Binary Data

OrientDB natively handles binary data, namely BLOB. However, there are some considerations to take into account based on the type of binary data, the size, the kind of usage, etc.

Sometimes it’s better to store binary records in a different path then default database directory to benefit of faster HD (like a SSD) or just to go in parallel if the OS and HW configuration allow this.

In this case create a new cluster in a different path:

  1. db.addCluster("physical", "binary", "/mnt/ssd", "binary" );

All the records in cluster binary will reside in files created under the directory /mnt/ssd.

Techniques

Store on file system and save the path in the document

This is the simpler way to handle binary data: store them to the file system and just keep the path to retrieve them.

Example:

  1. ODocument doc = new ODocument();
  2. doc.field("binary", "/usr/local/orientdb/binary/test.pdf");
  3. doc.save();

Pros:

  • Easy to write
  • 100% delegated to the File System

Cons:

  • Binary data can’t be automatically distributed using the OrientDB cluster

Store it as a Document field

ODocument class is able to manage binary data in form of byte[] (byte array).
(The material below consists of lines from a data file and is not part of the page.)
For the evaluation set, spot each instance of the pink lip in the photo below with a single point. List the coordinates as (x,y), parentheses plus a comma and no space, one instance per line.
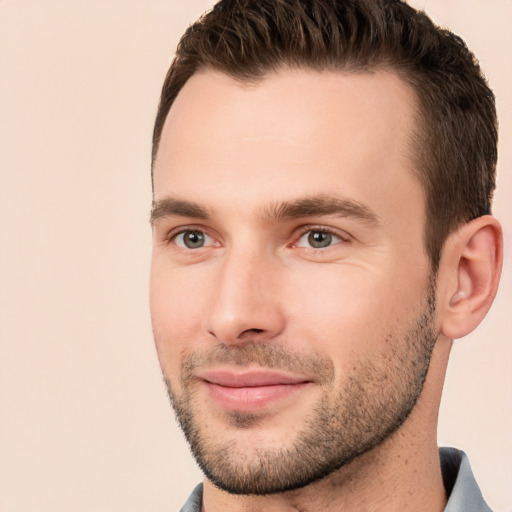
(250,391)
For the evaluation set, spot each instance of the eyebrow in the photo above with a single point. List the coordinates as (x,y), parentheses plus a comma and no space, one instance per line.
(324,204)
(173,207)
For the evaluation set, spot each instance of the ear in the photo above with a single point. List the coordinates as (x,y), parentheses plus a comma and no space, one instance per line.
(469,273)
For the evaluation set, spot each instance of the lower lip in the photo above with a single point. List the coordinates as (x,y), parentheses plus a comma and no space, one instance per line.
(251,398)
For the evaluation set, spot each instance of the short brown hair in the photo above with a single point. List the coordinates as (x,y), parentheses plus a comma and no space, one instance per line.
(455,144)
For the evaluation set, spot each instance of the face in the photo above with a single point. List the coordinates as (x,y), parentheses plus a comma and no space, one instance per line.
(291,297)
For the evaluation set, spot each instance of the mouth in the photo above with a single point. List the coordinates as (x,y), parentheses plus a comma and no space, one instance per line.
(251,391)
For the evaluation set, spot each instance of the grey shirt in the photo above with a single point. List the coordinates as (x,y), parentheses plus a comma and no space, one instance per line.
(461,487)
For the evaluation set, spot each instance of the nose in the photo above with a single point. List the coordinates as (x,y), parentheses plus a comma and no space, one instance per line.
(246,304)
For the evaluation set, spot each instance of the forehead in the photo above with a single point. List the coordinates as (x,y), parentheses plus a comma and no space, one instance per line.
(292,133)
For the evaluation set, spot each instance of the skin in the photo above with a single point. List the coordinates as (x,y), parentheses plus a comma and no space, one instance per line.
(230,153)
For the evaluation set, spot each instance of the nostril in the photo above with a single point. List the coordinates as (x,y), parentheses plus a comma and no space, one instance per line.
(251,331)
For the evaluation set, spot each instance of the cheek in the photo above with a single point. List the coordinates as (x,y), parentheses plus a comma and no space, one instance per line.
(345,311)
(176,304)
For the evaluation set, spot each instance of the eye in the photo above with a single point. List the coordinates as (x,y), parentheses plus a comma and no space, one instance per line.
(192,239)
(318,239)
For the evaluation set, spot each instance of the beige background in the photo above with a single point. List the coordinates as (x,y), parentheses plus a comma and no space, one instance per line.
(84,420)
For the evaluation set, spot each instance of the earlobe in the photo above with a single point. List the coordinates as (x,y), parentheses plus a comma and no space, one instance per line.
(470,269)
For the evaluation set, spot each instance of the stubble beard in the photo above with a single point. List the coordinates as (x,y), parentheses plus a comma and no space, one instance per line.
(374,401)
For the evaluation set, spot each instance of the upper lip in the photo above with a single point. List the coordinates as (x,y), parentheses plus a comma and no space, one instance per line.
(252,378)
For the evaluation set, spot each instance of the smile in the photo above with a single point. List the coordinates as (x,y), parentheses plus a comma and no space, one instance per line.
(250,391)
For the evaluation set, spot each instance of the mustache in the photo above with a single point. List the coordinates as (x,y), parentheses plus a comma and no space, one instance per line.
(264,355)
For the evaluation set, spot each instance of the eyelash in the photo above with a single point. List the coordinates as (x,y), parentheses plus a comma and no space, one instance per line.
(319,229)
(173,234)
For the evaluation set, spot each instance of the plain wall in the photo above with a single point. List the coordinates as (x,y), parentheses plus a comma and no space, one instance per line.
(85,424)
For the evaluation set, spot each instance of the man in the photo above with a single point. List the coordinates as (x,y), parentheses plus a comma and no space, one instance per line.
(323,172)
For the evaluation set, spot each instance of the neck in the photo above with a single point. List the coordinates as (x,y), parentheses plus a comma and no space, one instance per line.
(410,480)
Example:

  1. ODocument doc = new ODocument();
  2. doc.field("binary", "Binary data".getBytes());
  3. doc.save();

This is the easiest way to keep the binary data inside the database, but it’s not really efficient on large BLOB because the binary content is serialized in Base64. This means a waste of space (33% more) and a run-time cost in marshalling/unmarshalling.
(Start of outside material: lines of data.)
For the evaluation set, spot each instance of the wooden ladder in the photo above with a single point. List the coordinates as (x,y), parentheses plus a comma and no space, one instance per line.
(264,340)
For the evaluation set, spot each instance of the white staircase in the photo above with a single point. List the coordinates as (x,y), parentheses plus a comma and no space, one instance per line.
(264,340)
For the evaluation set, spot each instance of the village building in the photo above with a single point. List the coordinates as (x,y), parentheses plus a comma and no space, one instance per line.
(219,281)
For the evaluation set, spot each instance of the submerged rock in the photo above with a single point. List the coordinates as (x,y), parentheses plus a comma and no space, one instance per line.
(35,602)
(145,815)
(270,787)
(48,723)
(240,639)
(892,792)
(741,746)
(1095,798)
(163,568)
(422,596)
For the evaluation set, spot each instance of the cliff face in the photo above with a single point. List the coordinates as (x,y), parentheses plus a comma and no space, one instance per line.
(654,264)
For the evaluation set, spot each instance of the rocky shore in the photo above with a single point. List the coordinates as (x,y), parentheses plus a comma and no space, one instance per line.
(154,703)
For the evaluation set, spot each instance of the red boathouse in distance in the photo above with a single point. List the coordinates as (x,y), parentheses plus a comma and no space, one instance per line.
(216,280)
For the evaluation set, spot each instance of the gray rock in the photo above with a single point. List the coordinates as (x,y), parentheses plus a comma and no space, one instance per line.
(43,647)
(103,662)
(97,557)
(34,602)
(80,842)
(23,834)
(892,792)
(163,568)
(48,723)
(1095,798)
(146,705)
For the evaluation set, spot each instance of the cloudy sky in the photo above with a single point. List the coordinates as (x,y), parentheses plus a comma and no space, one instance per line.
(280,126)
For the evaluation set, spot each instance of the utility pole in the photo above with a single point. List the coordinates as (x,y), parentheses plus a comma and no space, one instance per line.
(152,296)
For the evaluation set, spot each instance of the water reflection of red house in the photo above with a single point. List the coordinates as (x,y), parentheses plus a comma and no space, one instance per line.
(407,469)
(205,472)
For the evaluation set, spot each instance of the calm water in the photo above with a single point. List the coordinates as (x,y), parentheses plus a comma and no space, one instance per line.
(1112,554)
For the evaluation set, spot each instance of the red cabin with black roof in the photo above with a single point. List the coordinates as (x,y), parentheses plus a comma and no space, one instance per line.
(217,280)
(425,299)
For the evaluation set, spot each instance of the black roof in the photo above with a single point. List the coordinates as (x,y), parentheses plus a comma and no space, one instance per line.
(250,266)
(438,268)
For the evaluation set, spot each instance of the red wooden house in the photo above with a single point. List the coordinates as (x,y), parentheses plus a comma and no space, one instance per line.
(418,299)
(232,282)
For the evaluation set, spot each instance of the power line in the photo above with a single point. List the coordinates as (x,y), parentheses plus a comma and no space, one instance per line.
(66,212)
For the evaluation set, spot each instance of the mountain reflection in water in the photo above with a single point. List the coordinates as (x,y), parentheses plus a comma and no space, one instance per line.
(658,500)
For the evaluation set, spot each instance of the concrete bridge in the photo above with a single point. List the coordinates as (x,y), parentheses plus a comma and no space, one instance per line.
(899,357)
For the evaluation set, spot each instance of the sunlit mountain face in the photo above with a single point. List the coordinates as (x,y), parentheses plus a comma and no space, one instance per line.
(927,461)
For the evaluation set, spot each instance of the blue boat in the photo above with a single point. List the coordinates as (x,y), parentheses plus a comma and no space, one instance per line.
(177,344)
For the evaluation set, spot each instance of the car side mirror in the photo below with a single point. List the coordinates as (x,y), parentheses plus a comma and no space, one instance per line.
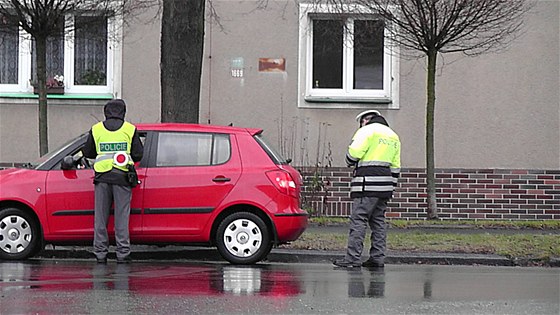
(68,163)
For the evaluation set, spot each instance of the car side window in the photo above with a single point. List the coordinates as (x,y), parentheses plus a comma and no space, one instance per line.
(192,149)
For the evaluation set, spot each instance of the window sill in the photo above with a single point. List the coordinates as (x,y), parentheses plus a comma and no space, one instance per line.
(73,96)
(346,102)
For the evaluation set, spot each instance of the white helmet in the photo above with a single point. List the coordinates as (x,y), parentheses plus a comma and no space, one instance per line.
(369,111)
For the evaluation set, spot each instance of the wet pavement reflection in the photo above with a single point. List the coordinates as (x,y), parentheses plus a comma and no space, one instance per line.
(80,286)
Also be aware that once the binary data reaches a certain size (10 MB in some recent testing), the database’s performance can decrease significantly. If this occurs, the solution is to use the ORecordBytes solution described below.

Pros:

  • Easy to write

Cons:

  • Waste of space +33%
  • Run-time cost of marshalling/unmarshalling
  • Significant performance decrease once the binary reaches a certain large size

Store it with ORecordBytes

The ORecordBytes class is a record implementation able to store binary content without conversions (see above). This is the faster way to handle binary data with OrientDB but needs a separate record to handle it. This technique also offers the highest performance when storing and retrieving large binary data records.

Example:

  1. ORecordBytes record = new ORecordBytes("Binary data".getBytes());
  2. record.save();

Since this is a separate record, the best way to reference it is to link it to a Document record. Example:

  1. ORecordBytes record = new ORecordBytes("Binary data".getBytes());
  2. ODocument doc = new ODocument();
  3. doc.field("id", 12345);
  4. doc.field("binary", record);
  5. doc.save();

In this way you can access to the binary data by traversing the binary field of the parent’s document record.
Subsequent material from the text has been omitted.